Is this professional development session the SINGULAR MOST IMPORTANT, MOST USEFUL, AND MOST NECESSARY THING they could and should be doing at that moment? Nothing else?! Nothing!!!!? If we really understood what we are sacrificing in the name of “development” we might not be too proud.

Instead, let’s look at time as valuable as it is. Imagine if we took that approach in planning our professional development, and our meetings, and our lessons. Imagine if we took that approach with EVERYTHING. We would find the “developees” leaving energized, enthused, and ready to tackle what comes. We would transform our workplaces from the monotony of obligation to the joy of encouragement. It would send a shockwave throughout our community that shouted, “Your time is valuable!”

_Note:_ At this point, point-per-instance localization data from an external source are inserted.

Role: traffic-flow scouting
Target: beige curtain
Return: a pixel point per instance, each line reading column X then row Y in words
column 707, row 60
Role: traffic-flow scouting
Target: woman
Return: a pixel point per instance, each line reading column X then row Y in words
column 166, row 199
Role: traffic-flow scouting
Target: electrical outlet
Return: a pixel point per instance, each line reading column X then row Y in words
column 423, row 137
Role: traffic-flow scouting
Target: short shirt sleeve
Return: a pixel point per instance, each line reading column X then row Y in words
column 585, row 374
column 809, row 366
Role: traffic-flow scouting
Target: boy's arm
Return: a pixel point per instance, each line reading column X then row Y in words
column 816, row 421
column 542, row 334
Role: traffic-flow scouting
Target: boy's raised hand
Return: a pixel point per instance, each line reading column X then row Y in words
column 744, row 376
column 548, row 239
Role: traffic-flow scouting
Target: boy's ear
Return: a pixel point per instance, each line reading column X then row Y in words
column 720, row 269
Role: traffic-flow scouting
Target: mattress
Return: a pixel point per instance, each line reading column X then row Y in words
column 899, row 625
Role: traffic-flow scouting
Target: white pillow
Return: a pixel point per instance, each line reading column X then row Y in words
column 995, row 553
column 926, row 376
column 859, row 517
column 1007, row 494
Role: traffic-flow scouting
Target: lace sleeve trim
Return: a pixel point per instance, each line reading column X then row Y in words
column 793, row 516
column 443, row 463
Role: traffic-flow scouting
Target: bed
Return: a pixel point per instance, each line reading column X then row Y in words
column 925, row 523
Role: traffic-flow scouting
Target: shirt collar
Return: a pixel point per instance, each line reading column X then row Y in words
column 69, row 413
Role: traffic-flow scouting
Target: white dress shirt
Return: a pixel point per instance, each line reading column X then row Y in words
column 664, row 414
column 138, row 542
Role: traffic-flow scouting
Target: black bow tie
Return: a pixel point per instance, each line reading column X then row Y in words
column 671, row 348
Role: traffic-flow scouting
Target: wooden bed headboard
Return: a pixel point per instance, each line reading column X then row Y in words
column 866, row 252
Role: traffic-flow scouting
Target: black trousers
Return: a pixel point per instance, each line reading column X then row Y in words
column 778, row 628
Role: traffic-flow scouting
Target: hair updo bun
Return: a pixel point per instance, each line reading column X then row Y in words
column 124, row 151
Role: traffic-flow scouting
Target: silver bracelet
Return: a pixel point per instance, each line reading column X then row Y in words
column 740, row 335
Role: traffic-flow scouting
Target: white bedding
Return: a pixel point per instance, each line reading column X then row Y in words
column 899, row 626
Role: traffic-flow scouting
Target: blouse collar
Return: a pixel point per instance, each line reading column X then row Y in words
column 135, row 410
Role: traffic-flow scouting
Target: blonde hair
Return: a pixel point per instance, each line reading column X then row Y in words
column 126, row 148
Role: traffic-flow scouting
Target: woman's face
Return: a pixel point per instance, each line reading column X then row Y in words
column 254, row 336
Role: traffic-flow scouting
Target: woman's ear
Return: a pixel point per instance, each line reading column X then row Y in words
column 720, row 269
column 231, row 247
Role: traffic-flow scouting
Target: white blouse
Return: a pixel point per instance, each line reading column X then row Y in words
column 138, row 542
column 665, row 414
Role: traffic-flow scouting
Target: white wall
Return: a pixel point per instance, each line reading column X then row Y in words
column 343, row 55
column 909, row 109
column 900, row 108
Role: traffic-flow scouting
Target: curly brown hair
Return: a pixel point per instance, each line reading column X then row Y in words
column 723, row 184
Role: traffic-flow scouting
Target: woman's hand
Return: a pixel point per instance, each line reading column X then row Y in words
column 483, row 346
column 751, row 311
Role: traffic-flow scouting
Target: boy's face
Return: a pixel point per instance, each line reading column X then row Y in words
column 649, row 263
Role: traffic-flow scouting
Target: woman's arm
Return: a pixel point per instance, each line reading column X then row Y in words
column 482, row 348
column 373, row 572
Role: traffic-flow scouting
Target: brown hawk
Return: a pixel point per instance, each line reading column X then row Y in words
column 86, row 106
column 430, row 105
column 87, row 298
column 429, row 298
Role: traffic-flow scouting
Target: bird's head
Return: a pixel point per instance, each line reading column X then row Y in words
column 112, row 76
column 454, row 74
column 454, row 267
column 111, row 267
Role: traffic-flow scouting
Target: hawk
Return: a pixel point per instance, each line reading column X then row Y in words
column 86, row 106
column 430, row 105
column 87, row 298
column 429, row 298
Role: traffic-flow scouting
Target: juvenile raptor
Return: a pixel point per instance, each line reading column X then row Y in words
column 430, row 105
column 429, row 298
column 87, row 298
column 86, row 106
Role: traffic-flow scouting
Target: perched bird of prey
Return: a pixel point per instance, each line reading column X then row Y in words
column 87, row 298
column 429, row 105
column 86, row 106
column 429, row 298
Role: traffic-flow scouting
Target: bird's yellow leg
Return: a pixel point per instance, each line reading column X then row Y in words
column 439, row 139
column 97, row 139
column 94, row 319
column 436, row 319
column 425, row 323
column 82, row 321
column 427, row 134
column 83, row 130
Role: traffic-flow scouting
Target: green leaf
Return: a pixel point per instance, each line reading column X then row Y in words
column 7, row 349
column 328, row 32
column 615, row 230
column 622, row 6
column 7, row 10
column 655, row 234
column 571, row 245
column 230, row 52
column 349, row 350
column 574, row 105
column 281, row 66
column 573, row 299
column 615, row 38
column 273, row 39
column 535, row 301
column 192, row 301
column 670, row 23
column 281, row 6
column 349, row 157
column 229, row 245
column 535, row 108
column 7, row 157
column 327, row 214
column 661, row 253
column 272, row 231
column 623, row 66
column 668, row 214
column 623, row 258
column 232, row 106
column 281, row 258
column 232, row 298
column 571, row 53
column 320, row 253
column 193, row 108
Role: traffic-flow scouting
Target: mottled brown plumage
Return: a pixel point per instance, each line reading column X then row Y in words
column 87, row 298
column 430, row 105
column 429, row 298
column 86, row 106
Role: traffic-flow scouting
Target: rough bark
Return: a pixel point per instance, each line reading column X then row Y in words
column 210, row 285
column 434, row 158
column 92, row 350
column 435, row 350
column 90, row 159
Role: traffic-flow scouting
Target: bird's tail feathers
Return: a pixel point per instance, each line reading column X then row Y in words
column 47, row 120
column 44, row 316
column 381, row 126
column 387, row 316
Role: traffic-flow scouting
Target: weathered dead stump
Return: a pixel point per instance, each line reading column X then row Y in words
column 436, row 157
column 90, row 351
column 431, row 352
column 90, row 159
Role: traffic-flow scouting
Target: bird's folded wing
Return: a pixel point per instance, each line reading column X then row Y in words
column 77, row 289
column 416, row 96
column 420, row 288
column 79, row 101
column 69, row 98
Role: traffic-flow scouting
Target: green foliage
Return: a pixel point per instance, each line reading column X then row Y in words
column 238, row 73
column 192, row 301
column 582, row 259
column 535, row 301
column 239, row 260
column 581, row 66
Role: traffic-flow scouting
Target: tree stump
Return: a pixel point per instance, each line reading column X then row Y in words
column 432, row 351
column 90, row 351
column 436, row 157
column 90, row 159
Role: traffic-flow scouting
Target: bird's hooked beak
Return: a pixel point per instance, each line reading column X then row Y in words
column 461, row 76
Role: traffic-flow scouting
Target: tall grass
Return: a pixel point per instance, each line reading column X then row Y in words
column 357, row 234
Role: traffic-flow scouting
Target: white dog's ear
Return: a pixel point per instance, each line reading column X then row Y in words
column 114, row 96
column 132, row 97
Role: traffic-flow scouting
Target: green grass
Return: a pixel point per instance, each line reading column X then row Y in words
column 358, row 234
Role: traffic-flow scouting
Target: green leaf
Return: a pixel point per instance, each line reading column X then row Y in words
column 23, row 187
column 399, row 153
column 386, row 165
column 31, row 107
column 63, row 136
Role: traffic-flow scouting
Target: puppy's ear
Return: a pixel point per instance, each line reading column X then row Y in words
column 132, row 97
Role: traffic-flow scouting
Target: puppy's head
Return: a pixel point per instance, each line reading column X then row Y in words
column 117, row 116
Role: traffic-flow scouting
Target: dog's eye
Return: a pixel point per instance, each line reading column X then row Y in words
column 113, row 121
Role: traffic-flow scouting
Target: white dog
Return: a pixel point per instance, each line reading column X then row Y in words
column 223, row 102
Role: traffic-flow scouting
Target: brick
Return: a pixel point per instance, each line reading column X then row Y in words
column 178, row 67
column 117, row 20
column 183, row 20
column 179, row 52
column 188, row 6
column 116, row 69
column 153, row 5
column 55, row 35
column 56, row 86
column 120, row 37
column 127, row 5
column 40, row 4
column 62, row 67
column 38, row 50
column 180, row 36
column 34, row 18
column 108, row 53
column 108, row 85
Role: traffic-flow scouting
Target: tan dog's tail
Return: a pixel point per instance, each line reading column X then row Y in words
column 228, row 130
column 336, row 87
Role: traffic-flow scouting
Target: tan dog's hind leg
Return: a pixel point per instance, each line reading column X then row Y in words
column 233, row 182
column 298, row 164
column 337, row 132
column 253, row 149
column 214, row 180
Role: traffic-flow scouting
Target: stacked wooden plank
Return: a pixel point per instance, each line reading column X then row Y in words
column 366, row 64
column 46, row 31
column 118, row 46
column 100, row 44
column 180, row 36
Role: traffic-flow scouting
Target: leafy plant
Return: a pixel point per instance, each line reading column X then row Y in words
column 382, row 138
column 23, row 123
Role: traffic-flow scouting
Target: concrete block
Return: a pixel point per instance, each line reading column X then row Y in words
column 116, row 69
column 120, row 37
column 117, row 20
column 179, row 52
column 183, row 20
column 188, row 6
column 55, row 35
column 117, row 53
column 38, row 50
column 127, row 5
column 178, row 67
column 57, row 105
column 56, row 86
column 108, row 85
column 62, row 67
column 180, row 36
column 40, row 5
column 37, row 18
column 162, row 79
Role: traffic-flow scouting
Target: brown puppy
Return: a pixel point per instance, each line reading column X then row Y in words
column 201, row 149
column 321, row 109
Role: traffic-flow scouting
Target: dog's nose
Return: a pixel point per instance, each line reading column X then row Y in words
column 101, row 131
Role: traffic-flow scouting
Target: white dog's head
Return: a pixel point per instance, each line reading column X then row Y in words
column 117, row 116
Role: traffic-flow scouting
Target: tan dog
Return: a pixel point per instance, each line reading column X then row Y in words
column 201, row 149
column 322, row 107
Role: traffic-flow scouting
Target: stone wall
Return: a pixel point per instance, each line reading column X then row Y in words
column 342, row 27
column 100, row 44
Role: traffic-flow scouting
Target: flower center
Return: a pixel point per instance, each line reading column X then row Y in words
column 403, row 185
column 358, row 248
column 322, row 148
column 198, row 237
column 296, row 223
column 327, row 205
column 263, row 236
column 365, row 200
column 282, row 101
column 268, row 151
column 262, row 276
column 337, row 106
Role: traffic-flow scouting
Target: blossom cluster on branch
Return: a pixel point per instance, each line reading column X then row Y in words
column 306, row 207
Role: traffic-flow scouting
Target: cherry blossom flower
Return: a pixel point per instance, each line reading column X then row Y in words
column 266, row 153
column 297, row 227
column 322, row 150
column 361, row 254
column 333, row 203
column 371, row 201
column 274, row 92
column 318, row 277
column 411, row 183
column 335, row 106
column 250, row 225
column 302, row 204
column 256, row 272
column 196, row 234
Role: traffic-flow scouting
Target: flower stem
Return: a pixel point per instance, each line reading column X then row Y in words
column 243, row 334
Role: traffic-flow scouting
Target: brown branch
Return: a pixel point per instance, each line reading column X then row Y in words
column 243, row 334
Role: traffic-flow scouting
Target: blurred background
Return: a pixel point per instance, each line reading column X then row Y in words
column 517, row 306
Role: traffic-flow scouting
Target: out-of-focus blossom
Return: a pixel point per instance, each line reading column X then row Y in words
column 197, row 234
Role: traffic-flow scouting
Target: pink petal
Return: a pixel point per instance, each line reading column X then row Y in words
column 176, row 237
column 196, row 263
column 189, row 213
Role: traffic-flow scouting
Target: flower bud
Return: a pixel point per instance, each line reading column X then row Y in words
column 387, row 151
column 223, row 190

The second thing we should remember is…

2. You Are Developing PEOPLE

For fun, I occasionally perform standup comedy on the side. It helps in a lot of ways. Its great for practicing your communication effectiveness but you also meet a ton of interesting people. The number one advice I receive from veteran comedians, who have performed at stages and venues all around the world, is to know your audience. Next time you watch a comedy special or see a stand up comedian, pay attention to how he engages with the audience. The best comedians are the ones who are able to make the audience feel like they are sharing an intimate conversation between friends.

Good comedians make people feel as though they are being seen in their truest form… as people.Beautifully made, and perfectly flawed individuals who are struggling. More often than not presenters are so focused on their own content and making sure THEY do well as speakers they forget who its all about. We forget to recognize the simple fact that it is real people who we are trying to help develop professionally.

If we plan anything, we need to take time to really consider each and every person who will be in attendance. What’s their name? What’s their passion? What’re their strengths? Weaknesses? What do THEY need? Where and how do they want to grow? And finally, how is this meeting, message, seminar, or whatever, helping them to get further along that path as professionals and as people?

If we keep in mind that people and their time are extremely precious than it will revolutionize the way we organize OUR time in preparing to help anyone and everyone develop professionally.